Another statistical issue concerns the spatial dependence (autocorrelation) of the sample in fitting the urban density functions, and calls for the use of spatial regression (Griffith and Wong, 2007). There are two common spatial regression models: spatial lag and spatial error models. The former adds the spatial lag of the dependent variable as an extra explanatory variable in the regression; and the latter considers the error term as autoregressive and derives an independent second error term by controlling the effect of the spatial lag of the original error term. This research used GeoDa (http://geodacenter.github.io/) to implement both spatial regression models by the maximum likelihood method. By default, GeoDa uses the Euclidean distance matrix between observations to define the spatial weights. As stated previously, population-weighted centroids are used to represent locations of area units for better accuracy. Since the two models yielded the results that were largely consistent with each other, Table 4, also with the highest R² or pseudo-R² highlighted in bold, only presents the results by the spatial lag model.

Table 4.

Regression results of population density functions by the spatial lag model.

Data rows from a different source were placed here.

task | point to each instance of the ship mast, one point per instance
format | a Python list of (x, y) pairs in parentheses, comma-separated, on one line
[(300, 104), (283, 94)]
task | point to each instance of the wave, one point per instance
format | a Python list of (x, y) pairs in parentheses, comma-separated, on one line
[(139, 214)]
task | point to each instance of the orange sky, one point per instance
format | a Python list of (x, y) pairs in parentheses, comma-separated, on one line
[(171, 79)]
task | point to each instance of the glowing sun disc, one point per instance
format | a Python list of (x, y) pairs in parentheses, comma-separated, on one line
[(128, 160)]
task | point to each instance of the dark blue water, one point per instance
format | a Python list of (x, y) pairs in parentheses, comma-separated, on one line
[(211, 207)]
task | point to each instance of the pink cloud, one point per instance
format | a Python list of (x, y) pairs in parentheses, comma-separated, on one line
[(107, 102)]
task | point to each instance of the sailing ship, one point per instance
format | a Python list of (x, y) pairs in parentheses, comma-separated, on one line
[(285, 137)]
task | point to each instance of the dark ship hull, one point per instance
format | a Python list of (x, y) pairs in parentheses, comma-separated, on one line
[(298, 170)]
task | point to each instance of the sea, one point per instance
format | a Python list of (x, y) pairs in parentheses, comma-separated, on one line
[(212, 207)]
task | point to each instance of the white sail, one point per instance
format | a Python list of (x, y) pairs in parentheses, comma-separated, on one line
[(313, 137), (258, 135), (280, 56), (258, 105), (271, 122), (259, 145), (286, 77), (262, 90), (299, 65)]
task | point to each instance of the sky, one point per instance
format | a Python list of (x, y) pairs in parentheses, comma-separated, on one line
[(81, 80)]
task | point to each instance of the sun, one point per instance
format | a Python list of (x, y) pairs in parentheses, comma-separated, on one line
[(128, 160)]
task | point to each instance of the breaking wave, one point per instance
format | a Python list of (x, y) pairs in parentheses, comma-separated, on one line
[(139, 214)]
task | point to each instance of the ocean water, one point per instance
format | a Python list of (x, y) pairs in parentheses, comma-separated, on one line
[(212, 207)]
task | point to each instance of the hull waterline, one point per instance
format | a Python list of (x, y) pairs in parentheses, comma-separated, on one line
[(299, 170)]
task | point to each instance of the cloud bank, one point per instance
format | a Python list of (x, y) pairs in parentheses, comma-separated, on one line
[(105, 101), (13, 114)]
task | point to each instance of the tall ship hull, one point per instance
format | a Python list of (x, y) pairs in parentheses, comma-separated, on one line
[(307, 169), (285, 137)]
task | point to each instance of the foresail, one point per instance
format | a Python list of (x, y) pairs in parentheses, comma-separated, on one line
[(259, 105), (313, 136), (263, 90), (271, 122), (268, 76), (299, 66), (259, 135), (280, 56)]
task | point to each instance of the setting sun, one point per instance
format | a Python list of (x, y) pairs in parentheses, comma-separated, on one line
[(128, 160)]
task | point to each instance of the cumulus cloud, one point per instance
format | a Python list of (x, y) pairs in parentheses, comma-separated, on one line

Types of area unit	Coefficients and R²	D _r = a+br	lnD _r = A+br	D _r = a+blnr	lnD _r = A+blnr
Census units (spatial lag)
Census Tract (n = 1957)	a (or A)	4194.34	2.69	8725	3.07
	b	−69.62	−0.01	−2056.7	−0.28
	Spatial lag	0.46	0.71	0.40	0.72
	R ²	0.27	0.74	0.28	0.74
Census Block group (n = 5863)	a (or A)	2523.14	2.93	5850	3.41
	b	−41.25	−0.012	−1404.2	−0.29
	Spatial lag	0.75	0.68	0.71	0.69
	R ²	0.52	0.67	0.52	0.67
Designed uniform units (spatial lag)
Square (2324 m, n = 1980)	a (or A)	2036.11	6.71	5813	10.76
	b	−26.36	−0.05	−1335.0	−1.85
	Spatial lag	0.32	0.28	0.28	0.33
	R ²	0.57	0.62	0.65	0.59
Square (1343 m, n = 5363)	a (or A)	970.69	3.22	3279	4.82
	b	−12.55	0.64	−751.3	−0.81
	Spatial lag	0.67	−0.02	0.58	0.68
	R ²	0.69	0.70	0.70	0.70
Triangle (3531 m, n = 2014)	a (or A)	927.58	3.66	3376	5.58
	b	−11.90	−0.028	−775.4	−0.95
	Spatial lag	0.68	0.60	0.57	0.64
	R ²	0.75	0.73	0.76	0.73
Triangle (2041 m, n = 5454)	a (or A)	807.52	3.02	2798	4.56
	b	−10.43	−0.023	−642.0	−0.77
	Spatial lag	0.73	0.66	0.65	0.69
	R ²	0.73	0.70	0.74	0.70
Hexagon (1442 m, n = 1975)	a (or A)	698.48	2.65	2641	3.83
	b	−8.99	−0.02	−605.8	−0.65
	Spatial lag	0.75	0.71	0.66	0.75
	R ²	0.767	0.75	0.77	0.75
Hexagon (883 m, n = 5380)	a (or A)	703.37	2.48	2467	3.71
	b	−9.09	−0.019	−565.3	−0.63
	Spatial lag	0.76	0.72	0.69	0.75
	R ²	0.73277	0.72	0.73	0.72

Note: A number in bold indicates the highest R2 or pseudo-R2 (i.e., best-fitting function) in each case.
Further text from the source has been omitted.